[Date Prev][Date Next][Thread Prev][Thread Next][Date Index][Thread Index]
Re: [Bug] strread() elaborated format strings
From: |
Philip Nienhuis |
Subject: |
Re: [Bug] strread() elaborated format strings |
Date: |
Mon, 14 May 2012 21:12:37 +0200 |
User-agent: |
Mozilla/5.0 (Windows; U; Windows NT 5.1; en-US; rv:1.9.1.11) Gecko/20100701 SeaMonkey/2.0.6 |
Hi Júlio:
Júlio Hoffimann wrote:
Thanks Philip, that's why i didn't found in the code where %[^] was
being handled.

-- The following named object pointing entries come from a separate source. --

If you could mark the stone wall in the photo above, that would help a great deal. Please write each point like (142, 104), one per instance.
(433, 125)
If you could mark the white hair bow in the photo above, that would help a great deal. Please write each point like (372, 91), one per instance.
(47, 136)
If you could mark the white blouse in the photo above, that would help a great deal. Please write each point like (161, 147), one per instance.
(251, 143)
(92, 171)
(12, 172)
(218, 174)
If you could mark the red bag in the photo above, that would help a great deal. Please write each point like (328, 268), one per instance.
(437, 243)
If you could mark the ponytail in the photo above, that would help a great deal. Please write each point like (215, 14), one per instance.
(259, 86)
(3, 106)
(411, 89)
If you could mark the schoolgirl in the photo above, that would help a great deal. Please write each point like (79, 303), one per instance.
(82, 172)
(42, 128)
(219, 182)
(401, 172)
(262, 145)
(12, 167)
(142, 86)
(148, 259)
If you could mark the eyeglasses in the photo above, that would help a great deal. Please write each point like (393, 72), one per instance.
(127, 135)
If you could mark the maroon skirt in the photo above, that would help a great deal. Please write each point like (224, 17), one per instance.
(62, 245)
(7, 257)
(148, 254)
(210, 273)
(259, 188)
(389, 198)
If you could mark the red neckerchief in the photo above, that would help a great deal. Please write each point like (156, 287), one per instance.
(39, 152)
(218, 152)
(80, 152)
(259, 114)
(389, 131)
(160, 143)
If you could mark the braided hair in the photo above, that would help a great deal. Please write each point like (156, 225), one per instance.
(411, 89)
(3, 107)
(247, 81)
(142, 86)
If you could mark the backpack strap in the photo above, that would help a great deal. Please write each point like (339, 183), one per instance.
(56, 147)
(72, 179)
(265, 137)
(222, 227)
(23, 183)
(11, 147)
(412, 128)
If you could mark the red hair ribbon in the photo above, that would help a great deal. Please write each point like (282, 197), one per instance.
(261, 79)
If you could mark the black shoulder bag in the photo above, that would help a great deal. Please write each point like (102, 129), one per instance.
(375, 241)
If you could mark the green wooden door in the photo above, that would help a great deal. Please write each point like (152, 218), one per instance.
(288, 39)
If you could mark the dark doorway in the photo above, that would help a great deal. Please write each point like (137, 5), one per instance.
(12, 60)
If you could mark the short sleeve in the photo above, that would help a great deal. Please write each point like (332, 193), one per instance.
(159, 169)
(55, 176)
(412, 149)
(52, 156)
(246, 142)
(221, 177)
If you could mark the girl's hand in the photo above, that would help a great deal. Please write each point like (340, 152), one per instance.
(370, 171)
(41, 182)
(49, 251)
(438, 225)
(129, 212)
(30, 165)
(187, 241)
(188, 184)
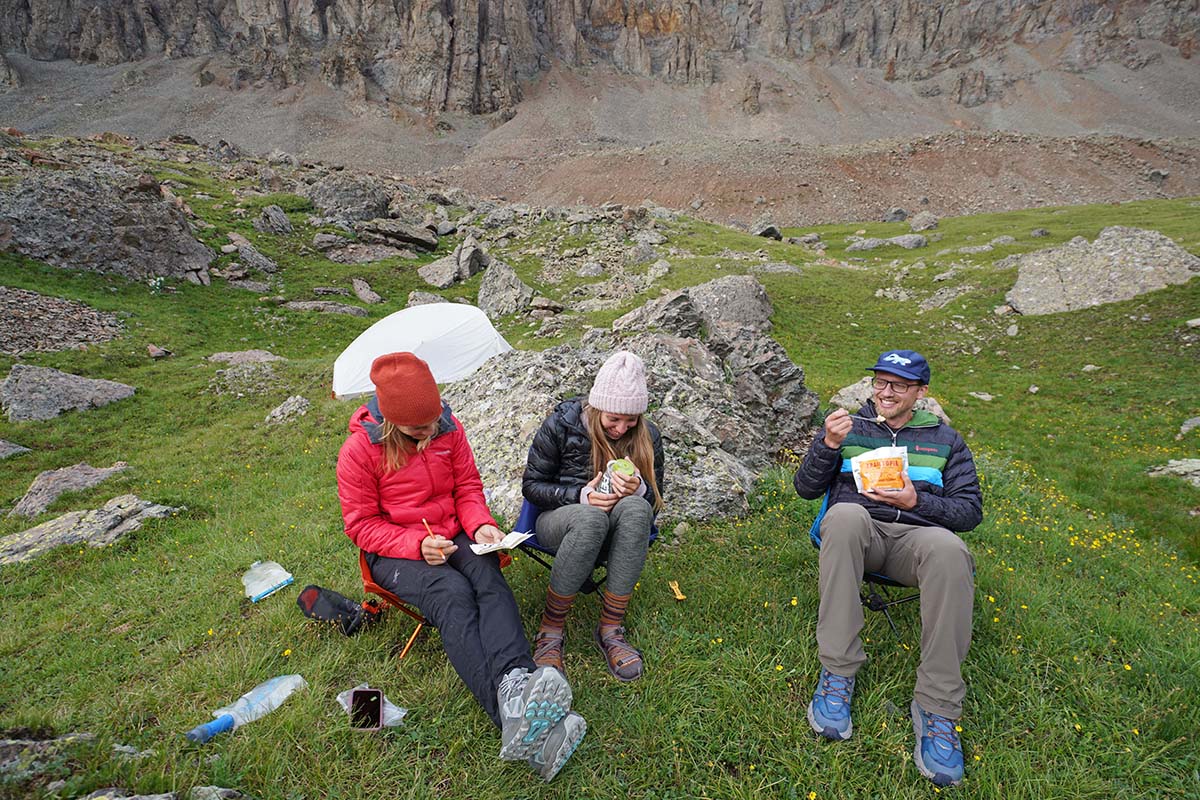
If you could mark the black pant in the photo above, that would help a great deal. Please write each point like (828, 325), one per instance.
(471, 603)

I know John wants to rewrite some of this I/O functions
in pure C++, but if i have time to do a quick fix in strread.m, should i
add something around the line 473? It's the section where we need a new
branch for dealing with the mentioned format specifier?
I'm not quite sure whether %[] format specifiers can be implemented
efficiently in strread's current form.
Last summer I tried to get it together but it turned out to be a messy
affair full of gotchas and corner cases, and as a consequence, lots of
if clauses and thus very slow code. (I actually needed %[] and %[^]
myself but luckily I found ways to avoid them. Plus, at work we do have
Matlab.)
In addition, IIRC later on Rik found that Octave's regexp (based on
pcre) is relatively slow, and I think for each %[] we need one or two
calls to regexp().
Nevertheless, if you really need %[] I'm happy to again look into it.
The code for splitting the data into columns is much more reliable these
days so perhaps %[] can be made to work now.
The very best option would be to implement a binary (compiled) textscan
as work horse for strread (instead of vice versa). A while ago John has
sent me a rough textscan.c framework it but I lack C++ proficiency (and
I suppose John lacks time).
So, the question remains whether it is at all worthwile to again invest
in strread.m given the plans to have a binary textscan()
Anyway, if you're in a hurry, be my guest to give it a try.
Note: currently there are some pending strread.m fixes in the bug
tracker. See bugs #36356 + #36392 and #36398 (the last one should be
rebased). (I can't push those as my hgrc/mercurial setup got fubarred
repeatedly and I have neither time nor appetite to again fix it.)
Some guidelines (don't be put off):
First, you'd have to adapt the format string parsing code (L.284-309 in
-my patched see bug #s above- strread.m) to correctly parse and isolate
%[] specifiers. Shouldn't be too hard.
Next you'll have to adapt the format string matching code in L.450-530,
and adapt the column-splitting code in L.532-618. Especially this part
of the code is where I expect you to spend many an evening. (But who
knows...)
Then, further below you'd have to add a stanza for processing the %[]
specifiers to every matching column. Probably a breeze once the column
splitting is right.
Finally, a fair number of test cases should be added, covering all
imaginable corner cases. Have Matlab at hand for comparison.
Bug reported: https://savannah.gnu.org/bugs/index.php?36464
Thanks,
I'll first add a format scan for all not(-yet)-implemented ML format
specifiers + error msg.
Only then I'll start thinking about %[] (unless you or someone else
beats me to it).
Philip